I read something this weekend that really bothered me. I read that actress Kirsten Dunst was under fire for remarks she made to a magazine about women’s roles in the home. Now when I read the caption, I thought, what could she have said? Then I read the article, and was upset. But not for reasons you may think.
The article quoted her as saying, “I feel like the feminine has been a little undervalued,” Dunst said. “We all have to get our own jobs and make our own money, but staying at home, nurturing, being the mother, cooking – it’s a valuable thing my mum created. And sometimes, you need your knight in shining armour. I’m sorry. You need a man to be a man and a woman to be a woman. That’s why relationships work.”
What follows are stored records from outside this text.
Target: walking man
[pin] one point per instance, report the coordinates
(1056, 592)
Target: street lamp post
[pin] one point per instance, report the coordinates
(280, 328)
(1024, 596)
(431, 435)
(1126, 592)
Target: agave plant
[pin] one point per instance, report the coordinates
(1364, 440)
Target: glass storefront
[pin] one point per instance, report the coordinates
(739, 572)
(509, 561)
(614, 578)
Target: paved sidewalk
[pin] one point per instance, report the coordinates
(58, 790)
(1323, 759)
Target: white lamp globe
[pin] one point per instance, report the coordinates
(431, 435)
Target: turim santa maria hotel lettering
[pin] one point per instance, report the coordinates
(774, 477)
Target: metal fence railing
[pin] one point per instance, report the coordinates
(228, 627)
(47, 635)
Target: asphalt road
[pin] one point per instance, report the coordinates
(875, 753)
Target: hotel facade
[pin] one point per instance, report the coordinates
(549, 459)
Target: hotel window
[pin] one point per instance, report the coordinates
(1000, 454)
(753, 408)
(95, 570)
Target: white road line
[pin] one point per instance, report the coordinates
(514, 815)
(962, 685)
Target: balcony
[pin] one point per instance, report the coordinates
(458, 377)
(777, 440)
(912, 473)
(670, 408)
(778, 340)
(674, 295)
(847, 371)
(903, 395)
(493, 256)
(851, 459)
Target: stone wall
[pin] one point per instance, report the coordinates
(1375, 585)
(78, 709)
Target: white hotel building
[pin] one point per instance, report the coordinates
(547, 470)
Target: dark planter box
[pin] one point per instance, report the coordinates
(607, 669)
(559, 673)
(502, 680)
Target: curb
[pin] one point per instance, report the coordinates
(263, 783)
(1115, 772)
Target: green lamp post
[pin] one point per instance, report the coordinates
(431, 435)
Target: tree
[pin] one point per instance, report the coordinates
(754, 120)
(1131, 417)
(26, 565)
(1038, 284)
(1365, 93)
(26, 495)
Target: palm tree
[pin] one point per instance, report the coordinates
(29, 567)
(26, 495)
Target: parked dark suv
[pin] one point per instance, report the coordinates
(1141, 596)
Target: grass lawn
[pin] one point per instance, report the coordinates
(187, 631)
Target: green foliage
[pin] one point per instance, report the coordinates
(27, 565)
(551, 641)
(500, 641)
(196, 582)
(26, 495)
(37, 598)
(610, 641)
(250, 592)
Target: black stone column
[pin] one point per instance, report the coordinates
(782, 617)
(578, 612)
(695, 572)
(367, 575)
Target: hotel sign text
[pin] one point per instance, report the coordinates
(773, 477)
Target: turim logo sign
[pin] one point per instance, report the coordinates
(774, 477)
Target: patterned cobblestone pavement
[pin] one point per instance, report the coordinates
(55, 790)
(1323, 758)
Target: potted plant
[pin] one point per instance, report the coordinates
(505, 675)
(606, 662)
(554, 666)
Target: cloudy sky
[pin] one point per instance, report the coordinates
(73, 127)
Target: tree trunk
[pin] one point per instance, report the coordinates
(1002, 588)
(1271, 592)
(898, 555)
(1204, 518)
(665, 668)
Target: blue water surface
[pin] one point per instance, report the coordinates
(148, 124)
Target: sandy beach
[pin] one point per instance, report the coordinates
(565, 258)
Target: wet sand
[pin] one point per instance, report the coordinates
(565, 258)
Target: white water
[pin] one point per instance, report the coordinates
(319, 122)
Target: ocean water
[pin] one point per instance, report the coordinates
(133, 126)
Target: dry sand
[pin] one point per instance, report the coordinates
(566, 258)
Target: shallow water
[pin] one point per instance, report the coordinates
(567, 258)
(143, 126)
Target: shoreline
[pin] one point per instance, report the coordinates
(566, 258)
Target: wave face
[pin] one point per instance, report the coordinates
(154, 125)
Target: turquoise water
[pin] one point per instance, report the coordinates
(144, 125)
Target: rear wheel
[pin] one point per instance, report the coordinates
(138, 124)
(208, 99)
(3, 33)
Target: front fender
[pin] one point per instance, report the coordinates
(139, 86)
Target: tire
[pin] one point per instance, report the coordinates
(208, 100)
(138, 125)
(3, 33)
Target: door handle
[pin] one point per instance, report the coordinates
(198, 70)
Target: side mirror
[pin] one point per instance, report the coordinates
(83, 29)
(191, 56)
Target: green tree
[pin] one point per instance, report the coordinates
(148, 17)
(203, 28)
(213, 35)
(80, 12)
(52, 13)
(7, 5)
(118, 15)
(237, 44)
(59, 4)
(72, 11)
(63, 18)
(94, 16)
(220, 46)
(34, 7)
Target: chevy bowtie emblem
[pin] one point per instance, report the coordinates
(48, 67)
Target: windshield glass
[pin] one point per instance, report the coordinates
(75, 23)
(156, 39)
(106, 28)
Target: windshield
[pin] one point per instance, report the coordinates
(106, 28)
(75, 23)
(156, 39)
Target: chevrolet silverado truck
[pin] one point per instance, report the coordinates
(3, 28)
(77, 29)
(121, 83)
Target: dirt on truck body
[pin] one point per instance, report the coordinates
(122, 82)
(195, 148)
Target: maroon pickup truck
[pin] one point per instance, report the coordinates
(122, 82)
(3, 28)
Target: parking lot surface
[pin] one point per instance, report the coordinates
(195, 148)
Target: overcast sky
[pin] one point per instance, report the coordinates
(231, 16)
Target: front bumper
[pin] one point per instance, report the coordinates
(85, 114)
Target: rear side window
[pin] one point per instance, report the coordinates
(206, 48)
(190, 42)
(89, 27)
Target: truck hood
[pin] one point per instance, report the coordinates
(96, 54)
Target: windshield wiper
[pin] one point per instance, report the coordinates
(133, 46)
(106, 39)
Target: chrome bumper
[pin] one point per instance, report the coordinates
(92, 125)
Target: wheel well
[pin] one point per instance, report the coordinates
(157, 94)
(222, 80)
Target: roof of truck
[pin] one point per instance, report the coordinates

Hmmm. Okay. So I read further. And this was the only quote listed from Dunst. But the remarks drew ire from some feminist groups. I’m guessing they didn’t like her “feminist” viewpoints.
And now the reason I am so upset. Why should remarks like Kirsten Dunst’s be offensive? In what I read, she didn’t say anything that women can’t be. She didn’t say that women MUST only work at home or in the kitchen. She said it is an undervalued role. I not only agree with her I will go a step further – it is a necessary, fulfilling, life-altering, amazing role. A role I gladly fulfill. I’ve had wonderful opportunities to work outside of the home, doing amazing projects, meeting people others have only dreamed of talking to in person. And I loved it. Still do. But nothing compares to my role as a wife and mother. Society is trying (and unfortunately succeeding) to make women think that if you don’t go out and get a career and fight to ascend to the top, that something is wrong with you. There’s nothing at all wrong with the career path. But being a mother in the home is just as noble a calling.
Women – hear me clearly – you truly can be anything you want to be. And that includes a nurturing mother.